Now, Mary Kelly, ever articulate, dead-on, and inspiring, was the first to remind us how the complete capitalization of the art market has changed the conversation for contemporary artists, as well as our lifestyle and community (we spent quite some time bemoaning missing couches where people used to smoke and chat outside MOCA). And that efficiently gets me to my other event, and my invitation, too. For, of course, we all know that things can and sometimes do work outside markets on the Internet, and there people sometimes meet, and chat, and share their work. I am certainly not one to celebrate the digital (my work mostly does the opposite), but at least in the feminist conversations this weekend that organized about and sometimes in that space there seemed more than ample room for both connection and possibility, to things past, present and future.

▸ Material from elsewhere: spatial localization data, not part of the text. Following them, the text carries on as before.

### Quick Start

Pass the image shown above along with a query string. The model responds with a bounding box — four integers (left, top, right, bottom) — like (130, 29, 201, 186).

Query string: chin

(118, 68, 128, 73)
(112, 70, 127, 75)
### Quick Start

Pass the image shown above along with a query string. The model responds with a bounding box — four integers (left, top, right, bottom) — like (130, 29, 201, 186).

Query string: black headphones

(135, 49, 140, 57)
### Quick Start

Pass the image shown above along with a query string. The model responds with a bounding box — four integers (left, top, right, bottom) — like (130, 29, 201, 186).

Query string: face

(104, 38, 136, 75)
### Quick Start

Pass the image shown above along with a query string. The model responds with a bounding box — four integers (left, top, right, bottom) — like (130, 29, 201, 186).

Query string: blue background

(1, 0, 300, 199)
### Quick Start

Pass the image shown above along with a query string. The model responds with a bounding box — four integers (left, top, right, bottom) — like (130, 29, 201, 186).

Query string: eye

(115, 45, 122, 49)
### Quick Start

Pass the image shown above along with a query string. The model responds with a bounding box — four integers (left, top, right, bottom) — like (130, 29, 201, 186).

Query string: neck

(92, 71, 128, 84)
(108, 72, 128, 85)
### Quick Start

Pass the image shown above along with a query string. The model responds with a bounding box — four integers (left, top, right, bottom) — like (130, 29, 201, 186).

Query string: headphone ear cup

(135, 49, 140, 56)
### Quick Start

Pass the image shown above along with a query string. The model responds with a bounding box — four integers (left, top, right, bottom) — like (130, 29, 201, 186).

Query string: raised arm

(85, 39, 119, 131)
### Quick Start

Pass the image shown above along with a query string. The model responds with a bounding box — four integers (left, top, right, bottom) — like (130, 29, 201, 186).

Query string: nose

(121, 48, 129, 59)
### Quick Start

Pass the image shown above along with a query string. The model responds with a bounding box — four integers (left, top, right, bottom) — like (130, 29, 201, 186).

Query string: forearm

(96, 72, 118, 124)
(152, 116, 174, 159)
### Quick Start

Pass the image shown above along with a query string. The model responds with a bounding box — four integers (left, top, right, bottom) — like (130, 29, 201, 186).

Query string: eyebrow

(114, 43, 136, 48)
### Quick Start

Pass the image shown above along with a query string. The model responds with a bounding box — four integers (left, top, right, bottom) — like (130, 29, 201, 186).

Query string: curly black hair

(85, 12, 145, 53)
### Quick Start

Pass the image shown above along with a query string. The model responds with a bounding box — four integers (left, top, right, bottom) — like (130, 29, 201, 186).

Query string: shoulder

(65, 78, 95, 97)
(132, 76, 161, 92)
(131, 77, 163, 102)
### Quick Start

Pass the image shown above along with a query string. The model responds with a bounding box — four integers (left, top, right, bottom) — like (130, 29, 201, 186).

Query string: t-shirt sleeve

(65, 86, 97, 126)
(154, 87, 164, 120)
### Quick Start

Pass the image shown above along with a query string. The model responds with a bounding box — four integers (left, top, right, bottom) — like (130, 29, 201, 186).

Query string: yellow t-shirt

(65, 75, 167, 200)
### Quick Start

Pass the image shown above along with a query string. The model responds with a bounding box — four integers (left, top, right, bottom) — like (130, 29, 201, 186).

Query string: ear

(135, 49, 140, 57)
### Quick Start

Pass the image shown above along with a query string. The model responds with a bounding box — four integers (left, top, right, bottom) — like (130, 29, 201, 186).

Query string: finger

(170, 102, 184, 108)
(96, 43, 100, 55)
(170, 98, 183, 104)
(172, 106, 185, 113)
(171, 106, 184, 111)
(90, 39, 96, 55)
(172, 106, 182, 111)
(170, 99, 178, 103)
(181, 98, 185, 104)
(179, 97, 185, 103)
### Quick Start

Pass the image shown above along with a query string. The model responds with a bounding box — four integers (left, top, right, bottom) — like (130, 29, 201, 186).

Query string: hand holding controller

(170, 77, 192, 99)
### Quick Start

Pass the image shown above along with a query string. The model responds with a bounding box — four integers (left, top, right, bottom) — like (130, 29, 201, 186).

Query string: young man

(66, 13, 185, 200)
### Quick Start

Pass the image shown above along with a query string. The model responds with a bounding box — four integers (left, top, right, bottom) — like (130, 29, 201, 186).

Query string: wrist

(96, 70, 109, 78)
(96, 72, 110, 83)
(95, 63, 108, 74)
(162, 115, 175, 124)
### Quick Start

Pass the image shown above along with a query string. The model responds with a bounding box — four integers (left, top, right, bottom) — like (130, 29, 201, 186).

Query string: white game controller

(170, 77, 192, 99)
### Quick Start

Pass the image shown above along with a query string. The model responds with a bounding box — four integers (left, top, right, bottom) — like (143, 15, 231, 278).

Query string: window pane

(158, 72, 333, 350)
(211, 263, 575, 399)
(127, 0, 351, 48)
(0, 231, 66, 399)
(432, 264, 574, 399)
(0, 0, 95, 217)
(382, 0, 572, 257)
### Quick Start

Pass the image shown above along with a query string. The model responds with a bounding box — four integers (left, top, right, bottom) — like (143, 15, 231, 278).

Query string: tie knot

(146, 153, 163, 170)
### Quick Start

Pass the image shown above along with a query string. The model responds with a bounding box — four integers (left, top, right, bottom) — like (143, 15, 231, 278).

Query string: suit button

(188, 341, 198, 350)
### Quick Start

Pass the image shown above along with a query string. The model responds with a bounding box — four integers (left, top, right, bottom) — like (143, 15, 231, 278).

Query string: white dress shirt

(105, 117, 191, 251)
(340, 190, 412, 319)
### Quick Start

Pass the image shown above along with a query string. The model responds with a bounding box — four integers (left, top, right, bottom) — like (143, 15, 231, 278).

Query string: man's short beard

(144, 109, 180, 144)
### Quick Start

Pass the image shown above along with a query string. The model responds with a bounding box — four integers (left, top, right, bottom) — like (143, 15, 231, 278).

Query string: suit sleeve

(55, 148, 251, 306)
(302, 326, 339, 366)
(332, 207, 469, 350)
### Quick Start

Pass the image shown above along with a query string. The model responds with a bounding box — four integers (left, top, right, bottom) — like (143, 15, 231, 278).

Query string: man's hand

At UCFemTechNet, another diverse group of women and men, from a range of disciplines, ranks, campuses, races, and sexualities, used their time together productively: to plan for the building of networking tools and platforms, places to share work, and even a possible retreat in a yert. Interested, too, in salvaging and archiving feminists and feminist theory past, this meeting was at the same time dynamic and interactive, perhaps because of its quite practical goals and processes, and because our hopes were not just to reflect upon communities lost, but ways to be a community here and now.

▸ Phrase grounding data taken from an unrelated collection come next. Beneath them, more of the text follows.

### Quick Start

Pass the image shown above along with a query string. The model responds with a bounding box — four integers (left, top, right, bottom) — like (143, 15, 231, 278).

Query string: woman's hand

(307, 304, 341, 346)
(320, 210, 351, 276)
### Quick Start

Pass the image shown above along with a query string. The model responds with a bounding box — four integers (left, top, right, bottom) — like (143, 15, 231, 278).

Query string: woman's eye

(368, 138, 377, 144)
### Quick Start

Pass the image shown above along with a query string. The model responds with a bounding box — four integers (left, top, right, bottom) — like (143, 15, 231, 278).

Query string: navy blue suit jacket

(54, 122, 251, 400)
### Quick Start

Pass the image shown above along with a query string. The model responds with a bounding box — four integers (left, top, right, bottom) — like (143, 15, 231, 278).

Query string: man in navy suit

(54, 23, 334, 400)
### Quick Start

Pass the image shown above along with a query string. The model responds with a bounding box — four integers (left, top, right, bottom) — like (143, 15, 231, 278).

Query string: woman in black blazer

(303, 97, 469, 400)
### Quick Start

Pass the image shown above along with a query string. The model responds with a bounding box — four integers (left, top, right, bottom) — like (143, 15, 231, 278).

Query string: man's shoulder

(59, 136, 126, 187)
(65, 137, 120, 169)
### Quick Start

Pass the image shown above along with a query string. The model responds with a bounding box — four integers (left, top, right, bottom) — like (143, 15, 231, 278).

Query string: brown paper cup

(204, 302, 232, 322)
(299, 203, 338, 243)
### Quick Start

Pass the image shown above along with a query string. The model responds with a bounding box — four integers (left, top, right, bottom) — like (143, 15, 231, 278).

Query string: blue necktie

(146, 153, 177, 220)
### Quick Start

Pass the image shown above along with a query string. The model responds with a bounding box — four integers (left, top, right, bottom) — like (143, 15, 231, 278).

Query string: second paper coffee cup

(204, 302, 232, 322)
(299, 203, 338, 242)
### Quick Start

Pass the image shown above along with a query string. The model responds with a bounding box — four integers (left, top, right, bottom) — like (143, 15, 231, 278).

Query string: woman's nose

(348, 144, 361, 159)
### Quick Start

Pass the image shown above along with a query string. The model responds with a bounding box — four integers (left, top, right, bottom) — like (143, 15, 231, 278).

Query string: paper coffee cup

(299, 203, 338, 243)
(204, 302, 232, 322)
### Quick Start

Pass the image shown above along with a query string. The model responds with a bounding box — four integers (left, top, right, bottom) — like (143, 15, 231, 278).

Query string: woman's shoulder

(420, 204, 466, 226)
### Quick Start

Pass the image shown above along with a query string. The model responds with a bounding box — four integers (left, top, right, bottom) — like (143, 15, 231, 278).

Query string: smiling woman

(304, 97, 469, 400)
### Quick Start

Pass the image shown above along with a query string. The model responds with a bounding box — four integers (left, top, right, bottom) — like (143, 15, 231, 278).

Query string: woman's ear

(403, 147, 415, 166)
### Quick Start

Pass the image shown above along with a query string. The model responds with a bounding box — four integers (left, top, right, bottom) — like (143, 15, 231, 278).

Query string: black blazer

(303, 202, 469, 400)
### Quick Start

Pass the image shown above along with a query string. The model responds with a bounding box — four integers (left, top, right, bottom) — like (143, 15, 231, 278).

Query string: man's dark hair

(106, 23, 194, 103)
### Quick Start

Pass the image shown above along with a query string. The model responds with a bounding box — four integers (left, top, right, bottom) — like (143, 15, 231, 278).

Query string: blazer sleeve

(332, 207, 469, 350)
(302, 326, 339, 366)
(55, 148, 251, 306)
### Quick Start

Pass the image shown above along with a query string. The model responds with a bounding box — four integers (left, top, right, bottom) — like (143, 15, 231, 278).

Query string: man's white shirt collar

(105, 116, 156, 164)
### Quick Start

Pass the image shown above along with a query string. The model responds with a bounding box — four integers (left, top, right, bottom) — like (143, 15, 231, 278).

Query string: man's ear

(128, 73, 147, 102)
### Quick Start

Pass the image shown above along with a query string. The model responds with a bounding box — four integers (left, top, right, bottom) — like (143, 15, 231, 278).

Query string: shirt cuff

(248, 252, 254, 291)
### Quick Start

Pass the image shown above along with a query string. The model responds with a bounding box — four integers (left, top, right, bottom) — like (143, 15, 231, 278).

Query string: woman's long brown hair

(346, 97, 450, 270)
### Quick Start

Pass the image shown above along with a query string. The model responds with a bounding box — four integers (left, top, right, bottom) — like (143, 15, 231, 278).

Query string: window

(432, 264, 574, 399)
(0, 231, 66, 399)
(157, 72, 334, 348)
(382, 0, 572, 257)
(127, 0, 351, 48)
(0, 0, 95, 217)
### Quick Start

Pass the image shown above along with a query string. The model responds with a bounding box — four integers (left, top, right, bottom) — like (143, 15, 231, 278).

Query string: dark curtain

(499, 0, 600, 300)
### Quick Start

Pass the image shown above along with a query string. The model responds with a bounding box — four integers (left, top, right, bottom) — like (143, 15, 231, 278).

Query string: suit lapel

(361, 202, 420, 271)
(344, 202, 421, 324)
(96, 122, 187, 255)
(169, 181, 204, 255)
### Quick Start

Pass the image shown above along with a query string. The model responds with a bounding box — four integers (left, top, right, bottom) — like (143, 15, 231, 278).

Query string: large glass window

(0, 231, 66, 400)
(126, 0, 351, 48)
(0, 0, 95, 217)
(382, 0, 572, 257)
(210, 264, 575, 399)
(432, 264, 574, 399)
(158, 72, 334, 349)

The next event is a feminist, anti-racist wiki-storm, where we will come together for three hours to learn how to and then correct, augment, and build out Wikipedia to hold the people, work, and theories that matter to our shared record. There, in person and also online, we will work together to archive our feminist past and current work, across fields, including, if offered up and taken on for editing, the transforming practices of decades of LA feminist artists. As times change, the words and practices that motivate community and activism must also transform, even as we pay homage to and remember what got us here. Feminist technology and art are interwoven media used for political gain: if this remains your commitment, we’d love for you to join us!

A Feminist R(t)e(a) Party

October 28, 2011

I joined Suzanne Stroebe and Caitlin Rueter yesterday for tea. They are the Feminist Tea Partiers: young women artists who stage kitchy klatches where face-to-face discourse about feminism, rather than local gossip, is the preferred subject. I enjoyed our little chat. These refined lady artists were warm, engaging, and driven. Yet I couldn’t also help to feel a little remorse twinged with a more profound pain that comes with the endless been-there-done-that cycle which seems to define so much feminist experience and art.

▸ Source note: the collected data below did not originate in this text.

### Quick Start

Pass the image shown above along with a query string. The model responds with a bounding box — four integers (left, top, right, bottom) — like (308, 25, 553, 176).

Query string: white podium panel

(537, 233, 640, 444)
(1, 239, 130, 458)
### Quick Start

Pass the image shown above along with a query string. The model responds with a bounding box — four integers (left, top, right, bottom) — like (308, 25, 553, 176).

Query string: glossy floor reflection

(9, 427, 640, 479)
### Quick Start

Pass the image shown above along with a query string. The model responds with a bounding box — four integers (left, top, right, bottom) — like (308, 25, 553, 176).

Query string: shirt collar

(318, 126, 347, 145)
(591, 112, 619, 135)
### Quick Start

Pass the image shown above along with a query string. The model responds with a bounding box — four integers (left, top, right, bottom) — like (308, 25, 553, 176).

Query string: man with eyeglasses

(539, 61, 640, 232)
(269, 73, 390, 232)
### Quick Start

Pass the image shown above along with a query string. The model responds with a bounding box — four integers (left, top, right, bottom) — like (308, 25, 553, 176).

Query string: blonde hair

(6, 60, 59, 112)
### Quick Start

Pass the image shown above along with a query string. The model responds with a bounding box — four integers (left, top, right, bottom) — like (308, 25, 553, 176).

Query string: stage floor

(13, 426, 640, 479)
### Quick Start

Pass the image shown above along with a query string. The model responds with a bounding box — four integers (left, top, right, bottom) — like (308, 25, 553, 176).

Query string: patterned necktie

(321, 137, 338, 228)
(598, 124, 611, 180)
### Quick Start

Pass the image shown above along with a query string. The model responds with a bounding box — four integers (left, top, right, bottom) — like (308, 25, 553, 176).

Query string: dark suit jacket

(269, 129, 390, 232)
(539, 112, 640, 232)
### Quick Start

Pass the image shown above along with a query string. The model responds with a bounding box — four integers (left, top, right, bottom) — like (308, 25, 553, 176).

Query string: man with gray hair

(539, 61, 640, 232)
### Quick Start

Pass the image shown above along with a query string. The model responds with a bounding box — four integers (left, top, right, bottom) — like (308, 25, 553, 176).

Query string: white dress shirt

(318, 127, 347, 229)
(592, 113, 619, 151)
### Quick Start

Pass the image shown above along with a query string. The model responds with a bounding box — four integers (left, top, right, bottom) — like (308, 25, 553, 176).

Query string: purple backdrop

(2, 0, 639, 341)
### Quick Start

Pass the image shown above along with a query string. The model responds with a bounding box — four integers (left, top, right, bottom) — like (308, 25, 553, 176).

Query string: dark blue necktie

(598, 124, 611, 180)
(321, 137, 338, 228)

The need to playfully restage and thus reinvent our feminism after its “loss” by ironically using our mother’s (or mother’s mother’s) costumes and conventions has itself been done. The image above is from Ann Magnuson and Kenny Scharf’s show East/Village West, for PST, and shows Magnuson’s generation (late 70s) staging hauntingly similar parties. Women at the LA Woman’s Building in the early 70s did similar work (i.e. the Waitresses, or Ilene Segalove, or Womanhouse as only three examples visible in our show Doin’ it in Public at Otis for PST).

Also from E/V W. Campy eighties ladies.

I’m not blaming the new tea-partiers, in fact, someone needs to (re)do the thankless work which sadly seems to be the ongoing, never-ending, tedious but necessary first-step project of feminism, enabling young women to 1) call themselves feminists (in the face of a (re)circulating set of fears of the term, the position, or the movement) and 2) educate themselves in their feminist pasts. I do this work just about daily as a Woman’s Studies professor, and have done so now for twenty-one years, as have a huge number of people I love, respect, and honor. So why doesn’t it stick? Or better yet, where does it stick? Why can’t we build? Or better yet, where do we build?

As far as this current tea party goes, I would love to ask the ladies their thoughts on two questions (hereby beginning, I hope, an online feminist tea conversation):

  • I am left to wonder why the fifties motif and not, say, a seventies one?
  • Where does gay-male camp fit into your drag?